Showing posts with label Steven Millhauser. Show all posts
Showing posts with label Steven Millhauser. Show all posts

Sunday, 10 July 2016

Invaders: 22 Tales from The Outer Limits of Literature


The invasion of the future has begun.

Literary legends including Steven Millhauser, Junot Diáz, Amiri Baraka, and Katharine Dunn have attacked the borders of the every day. Like time traveling mad-scientists, they have concocted outrageous creations from the future. They have seized upon tales of technology gone wrong and mandated that pulp fiction must finally grow up.

In these wildly-speculative stories you will discover the company that controls the world from an alley in Greenwich Village. You’ll find nanotechnology that returns memories to the residents of a nursing home. You’ll rally an avian-like alien to become a mascot for a Major League Baseball team.

The Invaders are here. But did science fiction colonize them first?

 Goodreads description

Whilst these stories are science fiction and not magic realism, many of the writers contributing to the anthology are already authors of magic-realist fiction, who have been invited to try their hands at speculative fiction. The resulting stories are remarkable and fascinating. One of the consequences of asking these literary authors to write sci-fi was there was generally a strong focus on the human element in the stories - relationships, sexual relations and indeed the nature of being human (something particularly appropriate to the sci-fi genre). 

I have reviewed two of the stories already on this blog (The Inner City by Karen Heuler, and LIMBs by Julia Elliott) because they have featured in collections which also contained magic realism.
W.P. Kinsella normally combines baseball stories with magic realism; in Reports Concerning the Death of the Seattle Albatross Are Somewhat Exaggerated he offers a story about an alien living as a baseball maskot. In Monstros Junot Diaz (author of The Brief Wondrous Life of Oscar Wao) has created a powerful story about a plague (and zombies) set in the Dominican Republic.

As you will have realized, the stories in the collection are very varied both in subject matter and in tone. This variety is reflected in my personal favourites, which include the aforementioned Kinsella story. While Death of the Seattle Albatross... is amusing and quirky, Fugue State by Brian Evenson and Escape from Spiderhead by George Saunders are darker and raise serious questions.

My favourite story was Molly Gloss's short story Lambing Season. As some of you will know, a literary heroine of mine is Ursula Le Guin. She is often categorized as a writer of science fiction and fantasy, but what attracts me to her writing is the ability to explore human nature and explore hard questions. Lambing Season reminded me of Le Guin's writings. It is a beautifully written and extremely human tale, in which a lonely shepherdess encounters an alien. This story is both gentle in touch and profound. 

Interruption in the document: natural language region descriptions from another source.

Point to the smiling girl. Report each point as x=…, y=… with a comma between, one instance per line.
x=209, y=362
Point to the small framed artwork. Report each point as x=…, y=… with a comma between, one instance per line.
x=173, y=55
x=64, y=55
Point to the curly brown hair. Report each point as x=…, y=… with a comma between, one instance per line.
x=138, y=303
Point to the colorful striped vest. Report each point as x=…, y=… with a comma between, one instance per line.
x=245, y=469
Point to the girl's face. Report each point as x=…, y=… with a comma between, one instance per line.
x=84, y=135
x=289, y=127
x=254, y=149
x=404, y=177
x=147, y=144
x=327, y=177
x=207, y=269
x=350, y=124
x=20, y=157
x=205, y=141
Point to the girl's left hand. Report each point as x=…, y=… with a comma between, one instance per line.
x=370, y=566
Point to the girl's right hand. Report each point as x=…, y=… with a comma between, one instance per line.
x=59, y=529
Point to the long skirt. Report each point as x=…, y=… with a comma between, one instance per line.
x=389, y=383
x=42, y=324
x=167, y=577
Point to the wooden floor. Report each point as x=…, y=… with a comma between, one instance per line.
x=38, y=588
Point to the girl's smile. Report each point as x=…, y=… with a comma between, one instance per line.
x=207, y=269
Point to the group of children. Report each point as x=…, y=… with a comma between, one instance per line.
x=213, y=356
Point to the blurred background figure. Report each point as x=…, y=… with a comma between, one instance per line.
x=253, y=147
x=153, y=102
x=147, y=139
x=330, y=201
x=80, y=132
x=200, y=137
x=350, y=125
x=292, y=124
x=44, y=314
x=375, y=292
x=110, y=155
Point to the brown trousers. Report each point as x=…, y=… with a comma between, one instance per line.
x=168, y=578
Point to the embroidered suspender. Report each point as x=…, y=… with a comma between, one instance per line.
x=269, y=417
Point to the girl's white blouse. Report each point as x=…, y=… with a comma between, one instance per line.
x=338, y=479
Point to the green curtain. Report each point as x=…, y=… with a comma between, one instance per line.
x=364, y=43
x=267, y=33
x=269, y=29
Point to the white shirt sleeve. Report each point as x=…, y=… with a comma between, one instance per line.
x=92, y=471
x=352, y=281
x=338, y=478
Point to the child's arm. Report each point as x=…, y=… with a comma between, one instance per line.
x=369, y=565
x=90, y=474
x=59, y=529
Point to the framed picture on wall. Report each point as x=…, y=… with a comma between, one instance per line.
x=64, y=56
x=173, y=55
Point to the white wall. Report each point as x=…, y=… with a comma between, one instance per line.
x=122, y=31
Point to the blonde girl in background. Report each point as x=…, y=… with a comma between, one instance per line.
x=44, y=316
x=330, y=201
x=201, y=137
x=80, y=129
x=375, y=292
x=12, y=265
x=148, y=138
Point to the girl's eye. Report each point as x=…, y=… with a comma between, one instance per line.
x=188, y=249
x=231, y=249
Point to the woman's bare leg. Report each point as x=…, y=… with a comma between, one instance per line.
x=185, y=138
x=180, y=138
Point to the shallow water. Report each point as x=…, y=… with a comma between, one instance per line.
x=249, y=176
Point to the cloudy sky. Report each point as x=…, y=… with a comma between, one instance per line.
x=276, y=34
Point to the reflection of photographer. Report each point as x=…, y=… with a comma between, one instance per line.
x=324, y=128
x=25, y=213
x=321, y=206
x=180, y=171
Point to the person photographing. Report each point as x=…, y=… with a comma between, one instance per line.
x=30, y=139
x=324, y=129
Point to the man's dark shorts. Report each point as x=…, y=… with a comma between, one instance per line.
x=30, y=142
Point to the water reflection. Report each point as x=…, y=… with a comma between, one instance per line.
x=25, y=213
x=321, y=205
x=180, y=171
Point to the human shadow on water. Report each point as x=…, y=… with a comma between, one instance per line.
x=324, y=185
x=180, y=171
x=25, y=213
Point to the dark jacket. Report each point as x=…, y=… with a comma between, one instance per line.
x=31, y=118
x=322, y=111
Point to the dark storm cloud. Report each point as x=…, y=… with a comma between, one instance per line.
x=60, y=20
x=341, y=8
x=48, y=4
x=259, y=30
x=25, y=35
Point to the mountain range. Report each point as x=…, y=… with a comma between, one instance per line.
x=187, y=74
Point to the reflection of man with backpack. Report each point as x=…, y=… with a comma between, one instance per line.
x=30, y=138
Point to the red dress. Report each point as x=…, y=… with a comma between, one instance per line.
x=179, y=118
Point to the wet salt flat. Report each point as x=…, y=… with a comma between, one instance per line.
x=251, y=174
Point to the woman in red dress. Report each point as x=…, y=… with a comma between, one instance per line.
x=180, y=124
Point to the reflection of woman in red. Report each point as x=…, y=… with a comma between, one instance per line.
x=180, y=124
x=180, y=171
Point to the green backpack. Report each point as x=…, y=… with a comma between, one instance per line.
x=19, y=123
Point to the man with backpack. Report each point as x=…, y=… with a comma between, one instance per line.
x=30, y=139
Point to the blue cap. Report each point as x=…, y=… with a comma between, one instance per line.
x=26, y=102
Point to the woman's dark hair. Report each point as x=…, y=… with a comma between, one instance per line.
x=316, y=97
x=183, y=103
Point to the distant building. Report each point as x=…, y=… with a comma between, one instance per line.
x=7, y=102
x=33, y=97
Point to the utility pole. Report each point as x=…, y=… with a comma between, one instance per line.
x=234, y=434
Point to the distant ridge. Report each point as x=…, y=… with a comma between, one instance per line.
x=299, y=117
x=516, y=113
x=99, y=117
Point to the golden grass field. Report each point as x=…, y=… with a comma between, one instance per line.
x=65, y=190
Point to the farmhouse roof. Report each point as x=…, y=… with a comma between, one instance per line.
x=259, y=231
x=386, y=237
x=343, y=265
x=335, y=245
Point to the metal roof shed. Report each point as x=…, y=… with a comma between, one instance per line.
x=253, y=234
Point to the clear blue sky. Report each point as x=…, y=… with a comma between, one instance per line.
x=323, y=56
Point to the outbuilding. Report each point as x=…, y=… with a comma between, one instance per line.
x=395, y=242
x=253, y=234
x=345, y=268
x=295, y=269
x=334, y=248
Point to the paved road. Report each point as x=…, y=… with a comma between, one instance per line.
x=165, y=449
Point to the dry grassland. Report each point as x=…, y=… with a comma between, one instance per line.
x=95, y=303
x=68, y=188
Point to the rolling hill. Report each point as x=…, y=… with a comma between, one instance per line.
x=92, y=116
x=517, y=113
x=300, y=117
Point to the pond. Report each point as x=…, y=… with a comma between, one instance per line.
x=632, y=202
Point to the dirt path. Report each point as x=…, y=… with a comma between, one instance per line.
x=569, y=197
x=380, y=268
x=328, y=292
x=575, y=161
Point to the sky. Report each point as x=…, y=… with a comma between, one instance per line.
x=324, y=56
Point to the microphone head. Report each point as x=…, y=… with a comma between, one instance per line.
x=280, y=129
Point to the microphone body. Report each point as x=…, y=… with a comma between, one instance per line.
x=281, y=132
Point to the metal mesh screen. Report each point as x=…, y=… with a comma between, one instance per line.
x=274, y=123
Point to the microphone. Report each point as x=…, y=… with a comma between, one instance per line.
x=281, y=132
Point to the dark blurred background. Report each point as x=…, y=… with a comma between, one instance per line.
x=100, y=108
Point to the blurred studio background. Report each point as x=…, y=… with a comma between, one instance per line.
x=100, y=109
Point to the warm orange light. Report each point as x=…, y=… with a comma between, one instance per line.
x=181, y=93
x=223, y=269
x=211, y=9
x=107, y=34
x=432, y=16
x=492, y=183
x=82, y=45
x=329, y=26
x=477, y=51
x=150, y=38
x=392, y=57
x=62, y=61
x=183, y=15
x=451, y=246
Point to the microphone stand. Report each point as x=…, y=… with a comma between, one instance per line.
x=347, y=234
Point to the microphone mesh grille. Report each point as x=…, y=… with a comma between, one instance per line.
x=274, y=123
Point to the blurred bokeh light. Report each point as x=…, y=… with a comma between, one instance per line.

This collection really explores the outer limits of literature as it claims. I recommend it to you. 

I received this copy of this book free in return for a fair review.

 
 

Tuesday, 7 August 2012

The Knife Thrower by Steven Millhauser

Twelve fabulous stories from 'the most inventive, wistful, sexy, and wryly comic writer of our time' (Washington Post), his first book since Martin Dressler. Unmistakably Millhauser, these stories range from the imaginative to the phantasmagoric, and all inhabit a strange world, part American, part European, wholly fantastic. From the terrifying opening tale of the knife-thrower, the consummate entertainer pushing his audience to collusion in the ultimate thrill to a fictional meditation on the far from innocent nightlife of teenage girls, these vividly told stories demonstrate once again why Steven Millhauser is one of the most acclaimed, and certainly one of the most distinctive, American writers of the age.   Amazon description

Review

Millhauser's short stories fall in to two types: the dreamlike more poetic stories focused on individuals and often written in the first person and the more formal almost objective accounts of subtle alternative history. The stories often start out in an apparently normal mundane world before moving into the magical alternative realities, drawing the reader with them.

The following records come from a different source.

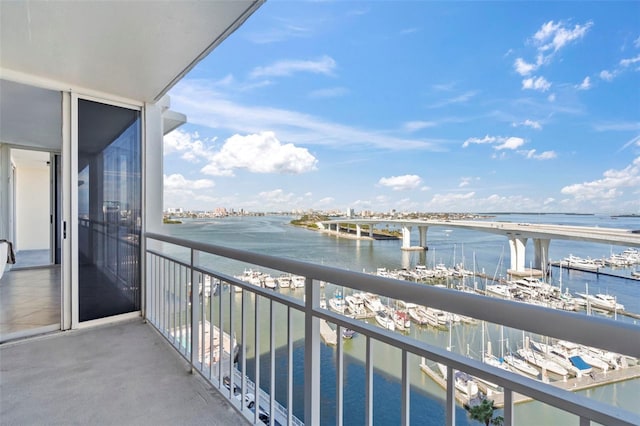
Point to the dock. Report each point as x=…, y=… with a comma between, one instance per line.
x=436, y=377
x=328, y=334
x=578, y=383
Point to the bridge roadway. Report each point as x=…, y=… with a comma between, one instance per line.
x=517, y=234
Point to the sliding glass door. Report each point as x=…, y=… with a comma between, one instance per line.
x=109, y=209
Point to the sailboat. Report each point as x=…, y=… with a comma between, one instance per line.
x=464, y=382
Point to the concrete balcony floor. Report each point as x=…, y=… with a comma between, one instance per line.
x=118, y=374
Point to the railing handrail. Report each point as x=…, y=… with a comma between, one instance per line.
x=602, y=333
x=586, y=408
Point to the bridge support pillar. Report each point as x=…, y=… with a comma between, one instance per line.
x=517, y=246
x=541, y=253
x=423, y=236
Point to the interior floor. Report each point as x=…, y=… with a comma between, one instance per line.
x=29, y=298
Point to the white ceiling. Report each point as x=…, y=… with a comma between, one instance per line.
x=132, y=49
x=135, y=50
x=30, y=116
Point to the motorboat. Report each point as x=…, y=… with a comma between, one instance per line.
x=603, y=301
x=355, y=303
x=401, y=318
x=337, y=303
x=418, y=315
x=540, y=361
x=520, y=365
x=373, y=303
x=385, y=320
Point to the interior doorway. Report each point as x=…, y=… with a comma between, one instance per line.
x=31, y=196
x=32, y=210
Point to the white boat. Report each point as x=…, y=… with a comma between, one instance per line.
x=269, y=282
x=604, y=301
x=373, y=303
x=385, y=320
x=355, y=303
x=565, y=354
x=401, y=318
x=575, y=262
x=284, y=281
x=540, y=361
x=337, y=303
x=418, y=315
x=499, y=290
x=298, y=281
x=520, y=365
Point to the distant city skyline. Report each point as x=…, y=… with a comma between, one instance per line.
x=414, y=106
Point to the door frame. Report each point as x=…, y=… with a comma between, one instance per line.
x=70, y=211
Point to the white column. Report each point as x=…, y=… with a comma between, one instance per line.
x=541, y=256
x=423, y=235
x=406, y=236
x=517, y=246
x=152, y=168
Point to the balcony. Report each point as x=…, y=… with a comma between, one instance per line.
x=288, y=330
x=122, y=373
x=125, y=372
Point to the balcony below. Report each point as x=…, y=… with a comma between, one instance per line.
x=121, y=373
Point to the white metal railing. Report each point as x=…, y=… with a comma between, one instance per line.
x=168, y=308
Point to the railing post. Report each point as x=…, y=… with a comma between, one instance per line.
x=508, y=407
x=406, y=389
x=311, y=355
x=451, y=398
x=194, y=313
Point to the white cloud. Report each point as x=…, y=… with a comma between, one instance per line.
x=486, y=139
x=259, y=153
x=540, y=84
x=524, y=68
x=609, y=187
x=551, y=37
x=607, y=75
x=331, y=92
x=555, y=35
x=460, y=99
x=277, y=196
x=209, y=107
x=466, y=181
x=629, y=61
x=585, y=85
x=499, y=142
x=529, y=123
x=510, y=143
x=326, y=201
x=401, y=183
x=188, y=144
x=177, y=182
x=451, y=199
x=325, y=65
x=412, y=126
x=546, y=155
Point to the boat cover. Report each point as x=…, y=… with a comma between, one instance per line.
x=579, y=363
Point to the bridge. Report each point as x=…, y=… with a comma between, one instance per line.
x=517, y=233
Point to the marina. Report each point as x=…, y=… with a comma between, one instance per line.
x=384, y=259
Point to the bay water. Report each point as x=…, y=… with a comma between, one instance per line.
x=485, y=252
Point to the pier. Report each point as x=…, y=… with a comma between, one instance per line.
x=578, y=383
x=328, y=334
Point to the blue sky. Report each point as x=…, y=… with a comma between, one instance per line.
x=415, y=106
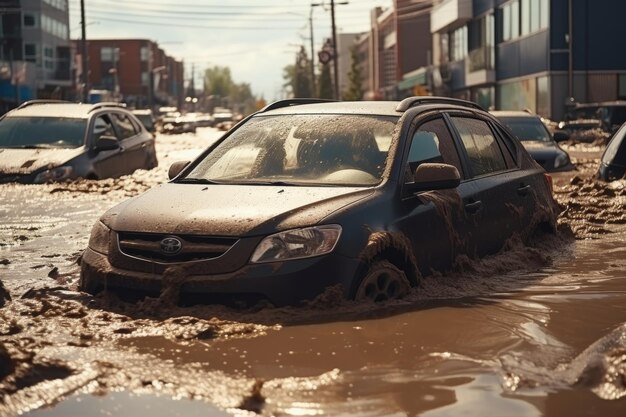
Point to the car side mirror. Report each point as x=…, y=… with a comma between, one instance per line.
x=176, y=168
x=107, y=143
x=560, y=136
x=432, y=176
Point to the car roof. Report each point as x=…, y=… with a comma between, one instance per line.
x=59, y=109
x=382, y=108
x=386, y=108
x=514, y=113
x=601, y=103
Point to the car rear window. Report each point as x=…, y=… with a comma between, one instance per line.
x=527, y=128
x=42, y=132
x=481, y=145
x=302, y=149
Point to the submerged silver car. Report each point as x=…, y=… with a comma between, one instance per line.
x=43, y=141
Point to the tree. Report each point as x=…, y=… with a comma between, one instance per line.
x=355, y=78
x=218, y=81
x=297, y=77
x=325, y=83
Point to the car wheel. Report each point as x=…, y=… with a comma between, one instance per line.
x=383, y=281
x=88, y=285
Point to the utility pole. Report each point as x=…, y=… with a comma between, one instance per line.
x=313, y=91
x=83, y=47
x=335, y=50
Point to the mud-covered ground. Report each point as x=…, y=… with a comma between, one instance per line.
x=532, y=331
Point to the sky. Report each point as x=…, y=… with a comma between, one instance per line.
x=256, y=39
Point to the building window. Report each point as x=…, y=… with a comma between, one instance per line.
x=510, y=20
x=458, y=44
x=622, y=87
x=534, y=16
x=30, y=20
x=30, y=52
x=106, y=54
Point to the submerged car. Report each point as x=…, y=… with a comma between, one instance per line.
x=309, y=194
x=613, y=161
x=43, y=141
x=537, y=140
x=607, y=116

There are certain themes that run through the stories. His characters seem to be trying to escape the world, flying above it on a carpet or balloon, going underground into the tunnels under a town or into a theme parks. In a way this is paralled by our experience as readers. Indeed the theme of art/artifice gradually becoming larger, perhaps better than life but at the same time becoming disturbing appears in several of the stories. Other stories deal with adolescence as magical/dreamlike, alien to the adult world.

My favourite story was The Sisterhood of the Night in which the adults are worried by what they perceive as a secret society of teenage girls, who gather at night but seem to say and do nothing. At first one is fascinated by what the girls are up to, but after a while one suddenly realises that the action in the story is in the increasingly paranoid reactions of the adults. How easily it could slip into a witchhunt. We too have been guilty of speculating.

I am in awe at Steven Millhauser's stylistic mastery. He uses the first person point of view with great ease, even though he has little time in a short story to establish the voice. His descriptions are wonderful: poetic at times, exact at others.  I particularly admire the subtle way he shifts the ground under the reader until suddenly, just like the audience in the title story, you are no longer sure what you are seeing.